Apple Inc. (NASDAQ:AAPL) fell 0.64 percent this past week (from the close of trading Wednesday, July 9, to Wednesday July 16). The stock lagged behind the market as a whole, which rose slightly during the same time period.
Apple and IBM Team Up
The big news of the week is that Apple and IBM announced on Tuesday that they will be forming a partnership that will sell devices, apps, and cloud services to business and government-agency users. Together, the two companies will be creating apps targeted at various industries and putting IBM’s big data on Apple’s iOS devices. The new apps are expected to become available starting this fall.
The partnership should benefit both companies. Apple, which has always focused on individual consumers, hopes to gain from IBM’s long experience serving corporate customers. IBM, in turn, hopes that Apple will give it access to a wider market for its advanced technology tools.
Apple Agrees to Pay $400 Million to Settle E-book Case
Last month, Apple settled a case brought by 33 State Attorneys General, which claimed that Apple and book publishers had unlawfully fixed the price of e-books. On Tuesday, news got out that Apple had agreed to pay $400 million in damages to consumers.

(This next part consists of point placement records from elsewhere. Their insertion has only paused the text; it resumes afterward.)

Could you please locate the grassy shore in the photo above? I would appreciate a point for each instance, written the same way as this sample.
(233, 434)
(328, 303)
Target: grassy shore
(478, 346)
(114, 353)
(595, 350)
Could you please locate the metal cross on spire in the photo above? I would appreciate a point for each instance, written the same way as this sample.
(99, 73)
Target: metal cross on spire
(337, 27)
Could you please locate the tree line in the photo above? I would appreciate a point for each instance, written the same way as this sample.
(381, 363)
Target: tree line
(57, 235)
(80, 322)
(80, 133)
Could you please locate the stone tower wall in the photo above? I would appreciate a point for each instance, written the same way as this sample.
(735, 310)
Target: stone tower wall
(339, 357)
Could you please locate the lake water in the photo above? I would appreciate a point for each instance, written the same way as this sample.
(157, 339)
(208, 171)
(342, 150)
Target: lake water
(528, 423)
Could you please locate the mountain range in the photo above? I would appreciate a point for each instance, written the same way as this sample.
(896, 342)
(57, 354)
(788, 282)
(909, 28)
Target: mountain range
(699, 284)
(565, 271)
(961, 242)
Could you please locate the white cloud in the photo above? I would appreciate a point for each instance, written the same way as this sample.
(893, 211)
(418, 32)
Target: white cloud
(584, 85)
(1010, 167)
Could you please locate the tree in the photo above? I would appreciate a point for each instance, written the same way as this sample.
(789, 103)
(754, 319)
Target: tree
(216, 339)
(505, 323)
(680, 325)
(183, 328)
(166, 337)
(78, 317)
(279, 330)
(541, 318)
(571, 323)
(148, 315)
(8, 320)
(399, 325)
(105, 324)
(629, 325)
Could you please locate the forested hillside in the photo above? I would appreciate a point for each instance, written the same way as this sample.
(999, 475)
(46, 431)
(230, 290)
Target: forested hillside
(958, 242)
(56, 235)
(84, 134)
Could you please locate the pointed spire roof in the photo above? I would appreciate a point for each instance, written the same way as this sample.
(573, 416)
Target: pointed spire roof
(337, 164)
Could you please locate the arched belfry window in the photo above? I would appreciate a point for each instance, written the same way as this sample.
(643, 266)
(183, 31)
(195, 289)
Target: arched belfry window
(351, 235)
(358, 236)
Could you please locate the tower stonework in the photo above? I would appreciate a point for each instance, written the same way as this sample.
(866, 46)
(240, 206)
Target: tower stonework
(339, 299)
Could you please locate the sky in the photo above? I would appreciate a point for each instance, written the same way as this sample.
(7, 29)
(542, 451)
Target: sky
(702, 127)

Apple, however, is still appealing the original antitrust lawsuit and may not have to pay anything if it wins the appeal.

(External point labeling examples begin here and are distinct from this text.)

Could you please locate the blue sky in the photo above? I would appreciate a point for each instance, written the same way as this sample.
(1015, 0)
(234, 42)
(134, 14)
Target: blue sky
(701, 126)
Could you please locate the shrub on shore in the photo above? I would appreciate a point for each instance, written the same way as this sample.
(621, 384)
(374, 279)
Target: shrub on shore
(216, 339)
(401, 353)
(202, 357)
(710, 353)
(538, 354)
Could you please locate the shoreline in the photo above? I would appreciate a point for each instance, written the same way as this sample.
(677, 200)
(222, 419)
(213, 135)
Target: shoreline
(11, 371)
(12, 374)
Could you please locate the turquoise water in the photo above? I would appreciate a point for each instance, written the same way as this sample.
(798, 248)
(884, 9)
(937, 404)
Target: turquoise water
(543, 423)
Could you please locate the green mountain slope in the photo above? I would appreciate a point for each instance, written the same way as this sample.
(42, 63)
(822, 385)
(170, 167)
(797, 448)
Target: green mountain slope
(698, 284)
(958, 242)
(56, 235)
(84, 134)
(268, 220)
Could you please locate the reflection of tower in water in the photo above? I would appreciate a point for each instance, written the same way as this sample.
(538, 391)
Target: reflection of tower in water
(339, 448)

New Coverage and New Price Targets
Citigroup (NYSE: C) started coverage of AAPL this week, with a “buy” recommendation and a target price of $110. The Citigroup analyst thinks that the demand for the iPhone 6 will exceed expectations because of the phone’s longer battery life, contracts with carriers that encourage upgrades, and larger screens.
Goldman raised its price target from $103 to $107 after Apple and IBM announced their new partnership. Barclays also raised its target, from $95 to $110, and raised its rating to “overweight” from “equal weight” based on its belief that CEO Tim Cook has regained the confidence of Apple stakeholders.